Hayati bercerita, tantangan terbesar yang dia rasakan selama ini di Jerman adalah ketika pindah dari tempat tinggal pertamanya untuk tinggal sendirian. Ketika itu dia merasa kesepian karena tidak mengenal satu orangpun untuk berkomunikasi. Sedangkan keluarganya jauh di kampung halaman, dan dia tidak bisa pulang. Sekarang, jika menengok kembali situasinya dulu, dia menyarankan bagi orang Indonesia yang ingin tinggal di Jerman, untuk tetap berusaha dan lebih berani membangun kontak dengan orang Jerman, atau orang lain yang ditemui di Jerman. 

Hayati Ginting | eine Indonesierin in Bayern
Hayati Ginting saat berwisataFoto: Privat

Sekarang dia sudah lebih mandiri. “Aku sekarang udah punya mobil sendiri,“ katanya sambil tertawa. Dan mengingat dia bekerja di toko ritel, seharian dia bertemu dan berbicara dengan orang lain. Jika sudah berada di rumah lagi, dia lebih suka sendirian dan butuh ketenangan.

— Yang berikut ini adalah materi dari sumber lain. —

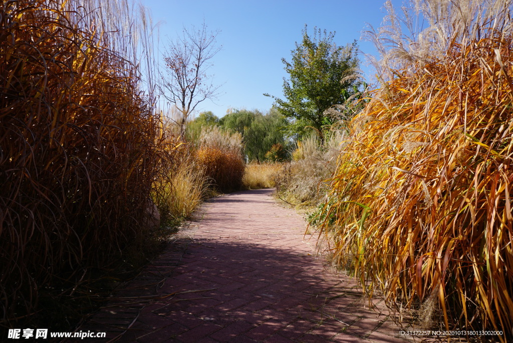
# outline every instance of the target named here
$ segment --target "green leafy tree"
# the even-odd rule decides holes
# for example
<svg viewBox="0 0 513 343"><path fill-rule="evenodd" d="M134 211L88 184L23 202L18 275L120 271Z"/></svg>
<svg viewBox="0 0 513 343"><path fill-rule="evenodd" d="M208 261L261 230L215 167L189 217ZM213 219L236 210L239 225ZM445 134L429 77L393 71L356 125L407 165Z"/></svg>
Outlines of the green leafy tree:
<svg viewBox="0 0 513 343"><path fill-rule="evenodd" d="M291 51L292 61L282 61L289 74L284 78L285 99L268 94L286 117L295 120L289 126L291 134L304 134L305 127L317 131L324 141L323 129L333 123L326 110L333 105L343 105L358 92L359 61L355 41L345 47L333 43L334 32L314 28L312 37L307 27L301 44Z"/></svg>
<svg viewBox="0 0 513 343"><path fill-rule="evenodd" d="M193 120L187 124L186 132L188 138L195 141L201 134L204 126L218 126L220 120L211 111L202 112Z"/></svg>
<svg viewBox="0 0 513 343"><path fill-rule="evenodd" d="M244 154L248 161L262 162L274 144L287 146L283 128L287 119L276 109L263 115L259 111L236 110L221 118L225 129L240 132L244 142Z"/></svg>

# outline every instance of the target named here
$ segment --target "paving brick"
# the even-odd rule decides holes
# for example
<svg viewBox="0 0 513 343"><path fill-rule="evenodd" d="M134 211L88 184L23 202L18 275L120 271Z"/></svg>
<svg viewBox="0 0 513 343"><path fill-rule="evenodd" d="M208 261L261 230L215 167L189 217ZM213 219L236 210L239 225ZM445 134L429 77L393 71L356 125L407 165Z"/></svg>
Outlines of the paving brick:
<svg viewBox="0 0 513 343"><path fill-rule="evenodd" d="M254 327L244 320L238 320L226 326L210 335L210 337L221 342L226 342Z"/></svg>
<svg viewBox="0 0 513 343"><path fill-rule="evenodd" d="M353 279L323 265L317 235L305 235L304 219L277 205L271 192L207 201L109 310L82 328L150 343L412 341L384 323L382 302L373 303L384 314L369 310ZM331 317L358 327L334 325Z"/></svg>

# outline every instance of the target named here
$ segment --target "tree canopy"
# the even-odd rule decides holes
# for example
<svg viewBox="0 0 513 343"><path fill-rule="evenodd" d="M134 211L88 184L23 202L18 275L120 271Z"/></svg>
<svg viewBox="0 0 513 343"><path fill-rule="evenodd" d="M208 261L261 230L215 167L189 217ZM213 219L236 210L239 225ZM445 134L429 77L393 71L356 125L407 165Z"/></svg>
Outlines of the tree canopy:
<svg viewBox="0 0 513 343"><path fill-rule="evenodd" d="M236 110L221 119L225 129L239 132L244 142L244 154L248 161L262 162L273 145L287 146L282 131L287 119L274 108L265 115L260 111Z"/></svg>
<svg viewBox="0 0 513 343"><path fill-rule="evenodd" d="M346 46L333 43L335 32L314 28L313 35L303 31L300 44L291 51L292 61L282 61L289 78L284 78L284 99L268 94L276 101L278 110L291 119L290 133L302 134L305 127L313 128L321 139L323 127L332 123L325 111L333 105L343 105L358 92L359 62L356 41Z"/></svg>

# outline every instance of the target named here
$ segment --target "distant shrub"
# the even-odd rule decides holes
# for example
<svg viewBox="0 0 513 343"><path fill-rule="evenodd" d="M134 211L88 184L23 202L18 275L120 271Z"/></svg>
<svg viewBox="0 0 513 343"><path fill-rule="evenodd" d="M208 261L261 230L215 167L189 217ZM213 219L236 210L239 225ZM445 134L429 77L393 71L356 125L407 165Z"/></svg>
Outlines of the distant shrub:
<svg viewBox="0 0 513 343"><path fill-rule="evenodd" d="M283 162L287 158L287 151L280 143L273 144L268 151L266 153L265 160L269 162Z"/></svg>

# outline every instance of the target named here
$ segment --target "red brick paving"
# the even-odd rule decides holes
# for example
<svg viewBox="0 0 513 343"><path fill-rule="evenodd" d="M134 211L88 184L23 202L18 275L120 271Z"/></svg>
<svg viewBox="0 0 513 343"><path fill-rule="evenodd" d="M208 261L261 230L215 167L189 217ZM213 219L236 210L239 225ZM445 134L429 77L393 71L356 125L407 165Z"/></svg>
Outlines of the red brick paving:
<svg viewBox="0 0 513 343"><path fill-rule="evenodd" d="M202 218L80 330L152 343L412 341L386 309L368 309L353 280L323 266L304 220L272 192L205 203Z"/></svg>

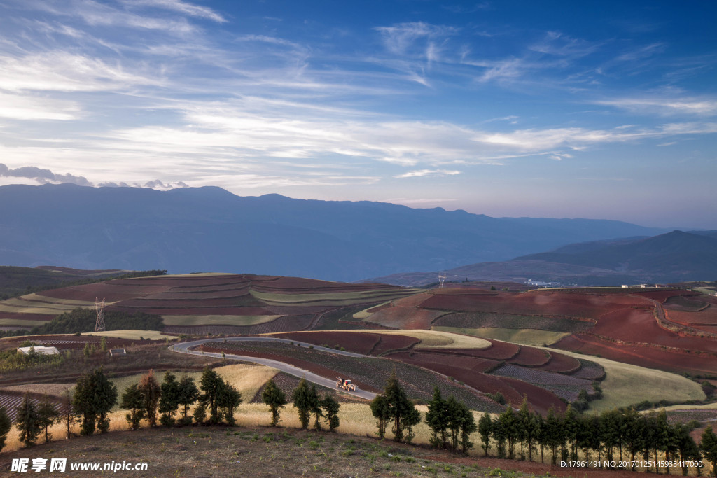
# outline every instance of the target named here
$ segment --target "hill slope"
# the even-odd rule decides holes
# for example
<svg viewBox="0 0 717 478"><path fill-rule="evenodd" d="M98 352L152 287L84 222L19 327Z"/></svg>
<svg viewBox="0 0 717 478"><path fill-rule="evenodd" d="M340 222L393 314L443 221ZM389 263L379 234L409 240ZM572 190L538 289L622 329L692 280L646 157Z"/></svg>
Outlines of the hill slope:
<svg viewBox="0 0 717 478"><path fill-rule="evenodd" d="M370 201L70 184L0 187L0 264L226 271L356 280L505 260L663 231L587 219L492 218Z"/></svg>

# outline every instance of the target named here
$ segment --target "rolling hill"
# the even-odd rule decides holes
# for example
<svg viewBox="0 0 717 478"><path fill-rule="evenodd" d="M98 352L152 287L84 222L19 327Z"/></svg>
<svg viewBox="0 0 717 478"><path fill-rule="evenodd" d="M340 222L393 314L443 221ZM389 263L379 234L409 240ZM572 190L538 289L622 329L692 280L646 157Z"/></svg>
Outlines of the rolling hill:
<svg viewBox="0 0 717 478"><path fill-rule="evenodd" d="M0 187L0 264L224 271L351 281L503 261L665 231L615 221L493 218L371 201L72 184Z"/></svg>

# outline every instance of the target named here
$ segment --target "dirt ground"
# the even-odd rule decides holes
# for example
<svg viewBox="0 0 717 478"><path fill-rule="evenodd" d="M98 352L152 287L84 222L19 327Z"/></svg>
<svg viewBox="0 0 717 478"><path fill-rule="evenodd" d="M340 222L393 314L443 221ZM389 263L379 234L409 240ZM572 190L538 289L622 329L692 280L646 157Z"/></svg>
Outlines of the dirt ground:
<svg viewBox="0 0 717 478"><path fill-rule="evenodd" d="M639 476L568 469L540 463L457 455L376 438L270 427L142 429L75 438L0 454L0 476L13 459L67 459L79 477L596 477ZM146 463L146 471L71 471L72 464ZM100 465L102 466L102 465ZM520 471L513 471L520 470ZM57 472L34 472L52 476Z"/></svg>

Dia bercerita, akibat perang di Ukraina, semua harga-harga naik akibat inflasi, tapi dia tidak terlalu merasa takut. “Kalau dingin bisa pakai baju berlapis-lapis,“ kata Hayati sambil tertawa. Namun memang Nebenkosten, atau ongkos tinggal sampingan yang harus dia bayar, seperti air, pemanas ruangan dan listrik, sudah naik dari 200 Euro menjadi 400 Euro. Berkaitan dengan itu, salah satu keuntungan yang dia rasakan dari hidup di Jerman adalah, dia belajar untuk berhemat.

Dia bercerita pula, Krammer, perusahaan tempat dia bekerja dulu, juga menerima pengungsi Ukraina yang mereka coba sokong dengan pekerjaan dan bantuan lain. Namun kendala bahasa memang sering jadi masalah dalam hidup sehari-hari. Dia bercerita, orang Jerman kerap berbicara tambah keras, jika orang asing yang mereka hadapi tidak bisa berbicara bahasa Jerman dengan lancar.

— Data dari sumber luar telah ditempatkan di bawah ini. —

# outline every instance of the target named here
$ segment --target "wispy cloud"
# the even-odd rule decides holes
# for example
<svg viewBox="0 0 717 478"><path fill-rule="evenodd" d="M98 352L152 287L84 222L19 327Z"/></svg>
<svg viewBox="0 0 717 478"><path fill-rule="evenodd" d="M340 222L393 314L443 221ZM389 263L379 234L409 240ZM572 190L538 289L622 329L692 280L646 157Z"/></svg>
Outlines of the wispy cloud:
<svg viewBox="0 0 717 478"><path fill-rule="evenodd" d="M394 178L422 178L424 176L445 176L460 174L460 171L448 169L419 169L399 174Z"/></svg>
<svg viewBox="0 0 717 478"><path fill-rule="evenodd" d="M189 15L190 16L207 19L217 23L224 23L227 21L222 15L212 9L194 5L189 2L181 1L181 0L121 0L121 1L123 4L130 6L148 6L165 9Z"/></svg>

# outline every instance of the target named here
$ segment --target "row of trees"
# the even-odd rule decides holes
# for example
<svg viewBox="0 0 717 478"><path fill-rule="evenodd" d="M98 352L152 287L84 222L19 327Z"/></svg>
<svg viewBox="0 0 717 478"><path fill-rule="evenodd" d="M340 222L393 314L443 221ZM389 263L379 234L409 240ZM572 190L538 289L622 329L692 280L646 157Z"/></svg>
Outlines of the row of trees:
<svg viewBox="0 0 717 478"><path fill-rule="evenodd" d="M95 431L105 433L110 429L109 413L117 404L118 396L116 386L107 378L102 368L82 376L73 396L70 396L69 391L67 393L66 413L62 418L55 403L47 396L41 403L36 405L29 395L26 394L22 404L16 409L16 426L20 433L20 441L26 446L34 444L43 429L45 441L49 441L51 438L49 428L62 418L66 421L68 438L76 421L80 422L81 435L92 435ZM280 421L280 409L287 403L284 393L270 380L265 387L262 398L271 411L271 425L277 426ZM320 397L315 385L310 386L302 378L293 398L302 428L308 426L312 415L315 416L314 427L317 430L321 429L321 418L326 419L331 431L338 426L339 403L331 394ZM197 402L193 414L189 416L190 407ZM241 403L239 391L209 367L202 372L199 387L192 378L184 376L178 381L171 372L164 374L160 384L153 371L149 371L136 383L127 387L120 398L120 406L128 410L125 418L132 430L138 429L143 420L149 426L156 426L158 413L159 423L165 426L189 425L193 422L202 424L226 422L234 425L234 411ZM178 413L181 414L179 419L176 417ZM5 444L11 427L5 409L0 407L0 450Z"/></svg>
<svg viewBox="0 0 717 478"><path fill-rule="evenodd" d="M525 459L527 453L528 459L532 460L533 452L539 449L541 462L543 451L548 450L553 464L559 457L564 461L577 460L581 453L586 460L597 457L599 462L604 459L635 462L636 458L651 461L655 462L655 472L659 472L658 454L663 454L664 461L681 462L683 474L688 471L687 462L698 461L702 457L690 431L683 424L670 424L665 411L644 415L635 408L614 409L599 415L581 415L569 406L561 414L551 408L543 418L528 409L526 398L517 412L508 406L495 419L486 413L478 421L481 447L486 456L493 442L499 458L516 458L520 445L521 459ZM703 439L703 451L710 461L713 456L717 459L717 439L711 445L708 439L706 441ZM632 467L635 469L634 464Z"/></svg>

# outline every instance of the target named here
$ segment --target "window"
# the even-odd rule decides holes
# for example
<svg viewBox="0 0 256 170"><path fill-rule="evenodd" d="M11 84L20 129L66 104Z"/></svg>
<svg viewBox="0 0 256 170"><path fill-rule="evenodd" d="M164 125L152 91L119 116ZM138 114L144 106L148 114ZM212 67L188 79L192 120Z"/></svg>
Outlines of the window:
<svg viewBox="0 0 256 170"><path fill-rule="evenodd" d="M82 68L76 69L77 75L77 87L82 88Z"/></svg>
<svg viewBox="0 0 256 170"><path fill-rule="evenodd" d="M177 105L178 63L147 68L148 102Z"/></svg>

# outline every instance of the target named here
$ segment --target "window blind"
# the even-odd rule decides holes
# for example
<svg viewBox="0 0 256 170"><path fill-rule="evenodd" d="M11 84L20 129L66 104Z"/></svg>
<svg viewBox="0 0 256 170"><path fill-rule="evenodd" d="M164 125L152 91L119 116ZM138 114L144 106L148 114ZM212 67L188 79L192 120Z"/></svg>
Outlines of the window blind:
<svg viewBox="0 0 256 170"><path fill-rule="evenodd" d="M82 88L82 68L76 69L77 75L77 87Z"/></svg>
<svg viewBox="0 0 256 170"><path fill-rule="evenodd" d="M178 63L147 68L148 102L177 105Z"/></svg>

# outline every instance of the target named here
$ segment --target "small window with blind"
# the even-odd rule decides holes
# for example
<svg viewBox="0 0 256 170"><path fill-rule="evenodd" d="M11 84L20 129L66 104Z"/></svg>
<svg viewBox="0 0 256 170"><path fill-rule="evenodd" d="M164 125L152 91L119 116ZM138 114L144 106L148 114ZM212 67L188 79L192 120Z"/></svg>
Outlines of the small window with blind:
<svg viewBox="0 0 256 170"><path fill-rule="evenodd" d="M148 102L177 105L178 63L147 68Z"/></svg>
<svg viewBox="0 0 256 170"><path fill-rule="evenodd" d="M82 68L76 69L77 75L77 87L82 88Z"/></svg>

Berkaitan dengan itu, dia berharap di manapun dia berada, bersama orang-orang yang dia temui, agar bisa saling bersikap ramah, lebih sabar, jangan kasar satu sama lain, jangan agresif. “Karena kita kan sama-sama ga tau, orang lain mungkin ada masalah di rumah, bertengkar dengan orang tua, atau masalah apapun,“ katanya.

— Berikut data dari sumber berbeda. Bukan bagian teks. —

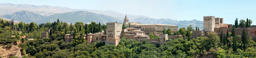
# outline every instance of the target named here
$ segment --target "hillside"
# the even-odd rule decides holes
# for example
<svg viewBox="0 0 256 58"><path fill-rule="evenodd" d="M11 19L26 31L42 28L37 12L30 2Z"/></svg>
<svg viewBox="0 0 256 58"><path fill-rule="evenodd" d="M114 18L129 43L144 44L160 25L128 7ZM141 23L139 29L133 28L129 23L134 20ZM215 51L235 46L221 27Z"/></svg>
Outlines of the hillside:
<svg viewBox="0 0 256 58"><path fill-rule="evenodd" d="M22 10L1 16L9 19L13 19L14 20L23 21L27 23L36 21L39 19L46 17L45 16L25 10Z"/></svg>
<svg viewBox="0 0 256 58"><path fill-rule="evenodd" d="M82 22L84 23L91 23L92 21L95 22L97 23L101 22L104 23L116 21L118 22L122 22L117 19L103 14L87 11L78 11L52 15L40 19L39 20L35 22L38 24L47 22L52 22L54 21L57 21L58 19L63 22L72 22L73 23L77 22Z"/></svg>
<svg viewBox="0 0 256 58"><path fill-rule="evenodd" d="M4 17L1 17L1 16L0 16L0 18L1 18L1 19L3 19L4 21L11 21L11 20L11 20L10 19L6 18L4 18ZM4 20L5 20L6 21L5 21ZM16 20L13 21L13 23L19 23L20 22L19 21L16 21Z"/></svg>
<svg viewBox="0 0 256 58"><path fill-rule="evenodd" d="M17 20L20 21L26 22L26 23L30 23L31 21L36 22L37 23L46 23L46 22L52 22L57 20L57 19L59 19L60 20L63 20L63 22L75 22L73 20L79 21L78 22L81 21L85 22L91 22L91 21L96 21L96 22L104 22L104 23L110 22L113 22L117 21L118 22L123 22L123 20L126 14L122 14L118 13L114 11L111 10L108 11L99 11L97 10L87 10L82 9L72 9L66 7L61 7L58 6L51 6L48 5L43 6L35 6L28 4L15 4L11 3L6 4L0 4L0 15L4 15L4 16L3 16L7 18L12 19L12 18L19 18ZM29 15L27 14L25 18L21 18L19 17L22 17L22 16L17 16L17 15L11 15L10 14L13 14L16 13L17 12L21 12L20 11L24 11L22 10L26 10L29 11L30 12L33 12L34 13L30 13L31 15L34 14L35 15L31 15L31 16L28 16ZM96 14L102 15L97 15L94 16L93 17L90 17L93 18L90 18L90 17L85 17L81 16L75 16L74 15L71 14L71 13L78 13L81 12L78 11L86 11L88 12L91 12L95 13L94 15ZM67 12L67 13L66 13ZM29 13L28 12L28 13ZM38 14L40 14L45 16L43 18L39 16L40 15ZM76 14L78 15L79 14ZM61 17L60 17L62 16ZM192 24L194 28L195 28L196 26L199 27L200 29L203 29L203 23L202 21L197 21L196 20L194 20L192 21L178 21L176 20L173 20L170 19L159 19L151 18L148 17L141 15L134 15L130 14L127 14L127 16L129 21L132 22L138 22L141 23L143 24L173 24L179 26L179 28L185 27L189 26L190 24ZM16 17L17 16L17 17ZM33 17L34 16L34 17ZM54 17L55 16L55 17ZM13 17L13 18L11 18ZM78 17L82 17L81 18L78 18ZM15 18L18 17L18 18ZM39 18L39 19L38 19ZM98 20L96 18L99 18L100 19ZM114 19L115 18L115 19ZM84 19L87 19L89 21L85 21ZM115 20L110 20L109 19L117 19L117 20L114 21ZM106 19L104 20L104 19ZM16 19L14 19L15 20ZM43 20L40 20L42 19ZM81 20L76 20L81 19ZM40 21L37 21L37 20Z"/></svg>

Di lain pihak, di Jerman dia jadi jauh lebih percaya diri. Selain itu, dia juga belajar untuk mengatakan sesuatu secara terus terang, apa adanya, juga kepada keluarganya. Dia merasa lebih bisa mengutarakan pendapatnya. “Kalau di Indonesia kan kita seperti sembunyi-sembunyi. Kalau di Jerman, wenn es nicht in Ordnung ist, dann ist es nicht in Ordnung.“ Kalau tidak beres, ya tidak beres. (ml/hp)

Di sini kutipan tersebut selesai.